Fakat zamanını hiç de beklemeden görebildiğimiz bir gerçek var ki, Suriye Devleti’nin yıkılması, Türkiye için büyük tehlike oluşturacaktır. Çünkü, Suriye’nin toprak bütünlüğü yok edildikten sonra sıra er veya geç Türkiye’ye gelecektir. Zamanında Sayın Necmettin Erbakan’ın da dediği gibi “Siz meseleyi Suriye mi sanıyorsunuz? Suriye’yi istemelerinin tek bir nedeni vardır. O da Türkiye’yi işgal etmek için zemin hazırlamaktır. Eğer bir gün mesele Suriye olursa bilin ki hedef Türkiye’dir.” Bu bağlamda Erdoğan tarafından, Terörist HTŞ’ye destek amaçlı yapılan son açıklama, kanımca Türkiye’nin yararına değildir.
Suriye…
Öyle bir coğrafya ki, herkesin bir planı var!
Kimin eli kimin cebinde, hangi tilkinin kuyruğu hangi tilkiye dolanmış? Kim kiminle dost, kim kiminle düşman? At izi ne, it izi ne?
Her şeyin birbirine karıştığı, sisli, puslu, değerli ama aynı zamanda kanlı bir coğrafya…
İhanet içinde ihanetin ve tezgâh içinde tezgâhların memleketi…
Görünen o ki, bu günlerde Suriye, yine büyük bir tezgâha sahne oluyor!
Neredeyse etrafındaki bütün ülkelerle kavgalı olan İsrail; Gazze ve Lübnan’ın ardından, Golan Tepeleri bölgesinden Suriye’ye girerek genişlemeye karar verdiği için, kısa bir süre önce birliklerini Suriye sınırında konuşlandırmaya başlıyor!
Bunu gören Suriye de kuzeyden, doğu ve batıdan çekebileceği bütün askeri birlikleri çekerek İsrail sınırında bir direniş, bir sıklet merkezi oluşturuyor.
Karşısındaki yığınağın gücünü gören İsrail, bu şartlarda yapılacak bir askerî harekâtın kendisi açısından ciddi kayıplara neden olabileceğini hesaplıyor ve harekâtını kolaylaştıracak bir yöntem üzerinde Amerika ile anlaşıyor…
Çözüm; İsrail sınırında direniş için yığınaklanmış Suriye Ordusu’nu, kuzeyden başka bir cephe açarak ikiye bölüp karşısındaki cepheyi zayıflatmak olarak görülüyor.

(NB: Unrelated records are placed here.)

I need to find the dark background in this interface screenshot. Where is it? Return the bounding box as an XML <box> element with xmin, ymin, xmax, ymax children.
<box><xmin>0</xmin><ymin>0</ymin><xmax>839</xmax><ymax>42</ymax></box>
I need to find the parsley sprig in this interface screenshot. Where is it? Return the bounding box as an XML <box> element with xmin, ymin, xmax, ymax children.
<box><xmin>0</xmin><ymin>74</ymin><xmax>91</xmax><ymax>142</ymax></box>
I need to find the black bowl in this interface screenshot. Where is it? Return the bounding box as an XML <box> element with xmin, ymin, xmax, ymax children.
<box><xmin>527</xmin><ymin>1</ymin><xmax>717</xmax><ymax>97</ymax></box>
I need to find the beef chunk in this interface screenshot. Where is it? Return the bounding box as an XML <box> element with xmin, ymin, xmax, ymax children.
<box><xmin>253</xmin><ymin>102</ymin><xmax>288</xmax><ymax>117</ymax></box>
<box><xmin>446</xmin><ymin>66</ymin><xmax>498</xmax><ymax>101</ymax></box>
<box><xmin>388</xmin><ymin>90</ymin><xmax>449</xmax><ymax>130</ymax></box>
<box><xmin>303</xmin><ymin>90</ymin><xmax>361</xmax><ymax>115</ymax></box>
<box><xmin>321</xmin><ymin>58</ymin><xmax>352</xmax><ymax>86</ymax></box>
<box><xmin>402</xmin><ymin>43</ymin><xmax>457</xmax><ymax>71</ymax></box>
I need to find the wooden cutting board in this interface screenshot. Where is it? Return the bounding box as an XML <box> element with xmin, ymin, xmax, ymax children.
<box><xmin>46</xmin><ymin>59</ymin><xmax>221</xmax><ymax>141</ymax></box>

İşte bu nedenle, bölgede yürütülen vekâlet savaşlarında kullanılan ve el altında tutulan terör örgütleri harekete geçiriliyor. Bunların bir kısmı yıllarca beslenmiş, eğitilmiş ve donatılmış örgütler; bir kısmı ise satılık örgütler… Yani doları, silahı ve mühimmatı kim verirse ona çalışan satılıklar.
Böylece Hey’etu Tahrîri’ş-Şâm, yani Şam Kurtuluş Heyeti veya kısaca HTŞ harekete geçiriliyor.
HTŞ kim?
El-Nusra Cephesi, Ensaruddin Cephesi, Ceyşu’s-Sünne, Liva El-Hak ve Nureddin Zengi Hareketi gruplarının birleşerek kurduğu selefi bir terör örgütü! Üstelik Terörist El Kaide’nin Suriye temsilcisi.
İyi de eski adı Özgür Suriye Ordusu (ÖSO) ve yeni adı Suriye Milli Ordusu (SMO) olan, Türkiye’nin kurup, eğitip donattığı ve maaşlarını da yine Türkiye’nin ödediği bu SMO’nun Terörist HTŞ ile ne işi var?
Görülen odur ki, bölgedeki örgüt ve güçler “düşmanımın düşmanı dostumdur” fikriyatı ile hareket ediyorlar.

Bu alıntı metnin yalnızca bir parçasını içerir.